The main advantage: building consistent palettes

This is the reason OKLCH is taking over modern CSS. Building a harmonious palette becomes trivial.

Monochromatic palette

Keep C and H fixed, vary only L:

:root {
  --brand-900: oklch(0.20 0.18 250);
  --brand-700: oklch(0.35 0.18 250);
  --brand-500: oklch(0.50 0.18 250);
  --brand-300: oklch(0.70 0.18 250);
  --brand-100: oklch(0.90 0.18 250);
}

Result: five variants of the same blue, perceptually balanced. In HSL you’d have had to manually tweak each value because real lightness isn’t uniform.

Complementary palette

Same L and C, rotate H by 180°:

:root {
  --primary:       oklch(0.55 0.22 250); /* Blue */
  --complementary: oklch(0.55 0.22 70);  /* Orange/yellow */
}

Both colors will have the same perceived lightness and the same visual intensity — something very hard to achieve with HSL.

Analogous palette

Shift H in small increments:

:root {
  --color-1: oklch(0.60 0.20 220); /* Cyan */
  --color-2: oklch(0.60 0.20 250); /* Blue */
  --color-3: oklch(0.60 0.20 280); /* Indigo */
}

Palette in CSS with custom properties: full example

:root {
  /* Primary color */
  --hue-primary: 250;
  --chroma-primary: 0.20;

  --primary-100: oklch(0.95 calc(var(--chroma-primary) * 0.3) var(--hue-primary));
  --primary-300: oklch(0.80 calc(var(--chroma-primary) * 0.6) var(--hue-primary));
  --primary-500: oklch(0.60 var(--chroma-primary) var(--hue-primary));
  --primary-700: oklch(0.40 var(--chroma-primary) var(--hue-primary));
  --primary-900: oklch(0.25 calc(var(--chroma-primary) * 0.8) var(--hue-primary));

  /* Just change --hue-primary to get a whole new theme */
}

Change a single value — --hue-primary — and the entire palette regenerates in a perceptually balanced way. Try doing that with HSL.

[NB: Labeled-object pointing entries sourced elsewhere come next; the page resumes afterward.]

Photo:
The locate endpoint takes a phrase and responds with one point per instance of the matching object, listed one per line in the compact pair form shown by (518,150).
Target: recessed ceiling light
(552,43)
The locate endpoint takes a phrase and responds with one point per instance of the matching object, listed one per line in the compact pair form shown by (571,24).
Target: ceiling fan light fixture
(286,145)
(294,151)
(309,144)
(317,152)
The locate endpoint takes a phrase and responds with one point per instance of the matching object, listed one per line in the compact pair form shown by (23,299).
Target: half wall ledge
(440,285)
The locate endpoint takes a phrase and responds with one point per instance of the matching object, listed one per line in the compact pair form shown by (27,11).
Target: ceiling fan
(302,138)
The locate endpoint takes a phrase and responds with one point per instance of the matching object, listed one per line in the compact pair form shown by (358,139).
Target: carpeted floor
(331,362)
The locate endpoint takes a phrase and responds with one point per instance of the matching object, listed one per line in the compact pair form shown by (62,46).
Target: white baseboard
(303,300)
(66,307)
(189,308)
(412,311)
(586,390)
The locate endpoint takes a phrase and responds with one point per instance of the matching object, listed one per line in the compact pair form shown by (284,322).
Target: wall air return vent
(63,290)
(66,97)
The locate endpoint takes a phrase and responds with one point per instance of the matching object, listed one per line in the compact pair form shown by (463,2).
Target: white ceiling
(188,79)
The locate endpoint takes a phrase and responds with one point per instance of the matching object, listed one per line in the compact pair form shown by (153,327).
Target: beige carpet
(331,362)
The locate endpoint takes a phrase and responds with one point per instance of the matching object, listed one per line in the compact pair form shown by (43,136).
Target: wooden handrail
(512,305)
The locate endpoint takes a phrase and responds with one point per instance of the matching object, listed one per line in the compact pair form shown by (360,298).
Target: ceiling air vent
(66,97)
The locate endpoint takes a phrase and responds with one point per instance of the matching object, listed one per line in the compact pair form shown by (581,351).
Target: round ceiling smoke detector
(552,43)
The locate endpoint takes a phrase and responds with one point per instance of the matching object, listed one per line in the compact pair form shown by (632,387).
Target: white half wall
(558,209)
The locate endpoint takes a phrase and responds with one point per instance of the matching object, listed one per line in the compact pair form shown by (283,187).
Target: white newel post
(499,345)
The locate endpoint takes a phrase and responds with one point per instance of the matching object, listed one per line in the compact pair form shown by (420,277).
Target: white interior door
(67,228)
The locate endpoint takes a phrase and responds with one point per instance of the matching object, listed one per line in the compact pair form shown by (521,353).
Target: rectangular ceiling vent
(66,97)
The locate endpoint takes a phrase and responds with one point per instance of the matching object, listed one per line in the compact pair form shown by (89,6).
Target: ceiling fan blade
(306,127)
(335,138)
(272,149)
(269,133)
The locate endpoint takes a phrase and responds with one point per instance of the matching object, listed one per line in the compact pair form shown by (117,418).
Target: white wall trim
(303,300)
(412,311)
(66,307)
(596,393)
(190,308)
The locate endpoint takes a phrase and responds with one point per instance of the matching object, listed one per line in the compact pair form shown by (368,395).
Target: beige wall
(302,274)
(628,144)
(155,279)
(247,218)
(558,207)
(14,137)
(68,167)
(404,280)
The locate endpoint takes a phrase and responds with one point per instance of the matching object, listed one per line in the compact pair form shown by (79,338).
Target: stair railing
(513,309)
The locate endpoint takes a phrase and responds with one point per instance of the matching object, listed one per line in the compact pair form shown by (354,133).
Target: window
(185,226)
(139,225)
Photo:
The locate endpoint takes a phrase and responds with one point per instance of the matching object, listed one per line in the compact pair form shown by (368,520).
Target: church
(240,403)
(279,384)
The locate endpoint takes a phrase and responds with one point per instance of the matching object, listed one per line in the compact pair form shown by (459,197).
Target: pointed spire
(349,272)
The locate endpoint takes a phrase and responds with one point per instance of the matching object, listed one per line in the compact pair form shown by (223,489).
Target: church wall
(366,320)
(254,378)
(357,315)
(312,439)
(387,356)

OKLCH for accessibility and contrast

OKLCH’s perceptually uniform lightness has a direct impact on accessibility. When building text/background combinations, you can use the difference in L as a reliable estimate of perceived contrast.

A practical rule of thumb:

/* High contrast: L difference ≥ 0.5 */
.text-on-dark-background {
  background: oklch(0.20 0.05 250); /* L = 0.20 */
  color:      oklch(0.95 0.02 250); /* L = 0.95 — difference: 0.75 ✅ */
}

/* Insufficient contrast: L difference < 0.3 */
.warning {
  background: oklch(0.50 0.15 250); /* L = 0.50 */
  color:      oklch(0.65 0.15 250); /* L = 0.65 — difference: 0.15 ⚠️ */
}

This doesn’t replace formal WCAG verification, but it gives a far more reliable gut check than HSL for eyeballing contrast while designing.


Current browser support

OKLCH is natively supported in all modern browsers, no prefixes required:

Current global coverage exceeds 93% of users. For legacy browsers still in circulation, the recommended strategy is an explicit fallback:

.element {
  /* Fallback for legacy browsers */
  color: hsl(220, 70%, 55%);

  /* OKLCH for modern browsers */
  color: oklch(0.55 0.18 250);
}

Or with @supports for more complex logic:

@supports (color: oklch(0 0 0)) {
  :root {
    --primary: oklch(0.55 0.18 250);
  }
}

@supports not (color: oklch(0 0 0)) {
  :root {
    --primary: hsl(220, 70%, 55%);
  }
}

If you use PostCSS, the postcss-oklab-function plugin automatically converts oklch() into compatible values at build time — zero compromises in the source code, maximum compatibility in production.


Tools and resources

Editors and pickers

Libraries and integrations

Further reading


Conclusion

OKLCH isn’t just a more modern syntax for writing colors in CSS. It’s a paradigm shift in how you think about color when designing an interface.

With RGB you reasoned in physical channels. With HSL you reasoned in hue and lightness — but that lightness was unreliable. With OKLCH you finally reason in terms of how color is perceived: consistent palettes without manual tweaking, predictable contrast, design systems that scale by changing a single value.

Browser support is now mature, the tools are excellent, and integration with the modern CSS ecosystem (variables, calc(), Tailwind) is native.

If you’re building something today, there’s no real reason not to start with OKLCH.